Manokwari, Beritakasuari.com -Dinamika pemilihan Ketua Umum Komite Olahraga Nasional Indonesia untuk periode lima tahun mendatang mulai menunjukkan eskalasi yang signifikan. Salah satu nama yang kini menjadi sorotan adalah Roberth KR Hammar, sosok akademisi sekaligus praktisi olahraga yang mendapatkan dukungan luas dari berbagai cabang olahraga dan komunitas atlet di daerah tersebut.

Dalam pernyataannya di Manokwari pada Minggu, 29 Maret 2026, ia menegaskan bahwa pengalaman memimpin organisasi bukanlah hal baru baginya. “Bagi saya, memimpin organisasi, termasuk menakhodai KONI Papua Barat, bukan hal yang baru. Saya telah melalui berbagai pengalaman kepemimpinan di banyak sektor dan level,” ujarnya.

Munculnya nama Hammar dalam bursa calon ketua umum dinilai sebagai momentum positif bagi upaya pembenahan tata kelola organisasi olahraga di Papua Barat. Rekam jejaknya dinilai solid, mulai dari perannya sebagai Ketua KONI Kabupaten Manokwari hingga keterlibatannya sebagai Ketua Komisi Kehormatan KONI Papua Barat.

Meski demikian, ia menegaskan bahwa pencalonannya bukan didorong ambisi pribadi. “Kalau ditanya apakah saya secara pribadi berkeinginan maju, jawabannya tidak. Tetapi jika insan olahraga menghendaki dan memberikan kepercayaan, maka saya siap sangat siap,” ungkapnya, merespons dukungan yang terus mengalir.

Dukungan tersebut tidak lepas dari capaian yang pernah diraihnya di bidang olahraga. Saat memimpin organisasi panahan tingkat daerah, ia berhasil mengantarkan kontingen Papua Barat meraih dua medali emas pada ajang Pekan Olahraga Nasional. Selain itu, keterlibatannya dalam pembinaan olahraga mahasiswa memperkuat posisinya sebagai figur yang dekat dengan pengembangan atlet sejak usia dini.

Dalam visinya, ia menekankan pentingnya reformasi tata kelola organisasi olahraga yang berbasis transparansi dan akuntabilitas.
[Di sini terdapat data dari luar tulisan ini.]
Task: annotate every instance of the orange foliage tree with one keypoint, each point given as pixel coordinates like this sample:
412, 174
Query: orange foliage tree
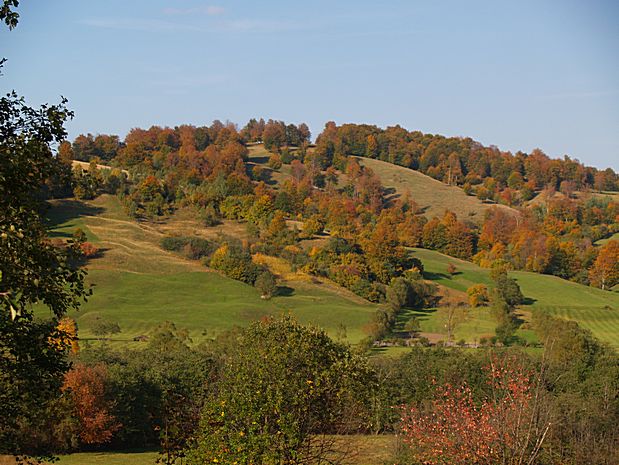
605, 271
508, 426
86, 388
Menurutnya, kepercayaan kepada pengurus cabang olahraga harus diimbangi dengan sistem pengawasan teknis dan keuangan yang ketat. “KONI harus memberikan kepercayaan penuh kepada Pengda cabang olahraga, tetapi disertai dengan instrumen pengawasan teknis dan keuangan yang ketat. Dengan demikian, pembinaan atlet menjadi terukur, berkelanjutan, dan menghasilkan prestasi,” jelasnya.

Ia juga menyoroti perlunya perubahan pendekatan dalam pembinaan atlet, dengan menghindari praktik instan yang mengandalkan perekrutan dari luar daerah. Fokus utama, menurutnya, harus diarahkan pada pengembangan potensi atlet asli Papua Barat secara berkelanjutan.

“Sinergitas adalah keniscayaan. Semua pihak harus bergerak bersama dalam satu visi besar: membangun olahraga Papua Barat yang berprestasi dan bermartabat,” tegasnya.

Konsep sinergi yang dimaksud mencakup kolaborasi antara pemerintah daerah, sektor swasta, serta lembaga pendidikan untuk menciptakan ekosistem olahraga yang sehat dan profesional. Ia meyakini bahwa prestasi olahraga tidak dapat dicapai secara parsial, melainkan melalui kerja sama yang terintegrasi dan berorientasi jangka panjang.

Gelombang dukungan yang terus berkembang diperkirakan akan memengaruhi arah kontestasi pemilihan Ketua Umum KONI Papua Barat. Sosok Hammar kini dipandang sebagai figur pemersatu yang mampu menjembatani berbagai kepentingan demi mendorong kemajuan olahraga di Bumi Kasuari.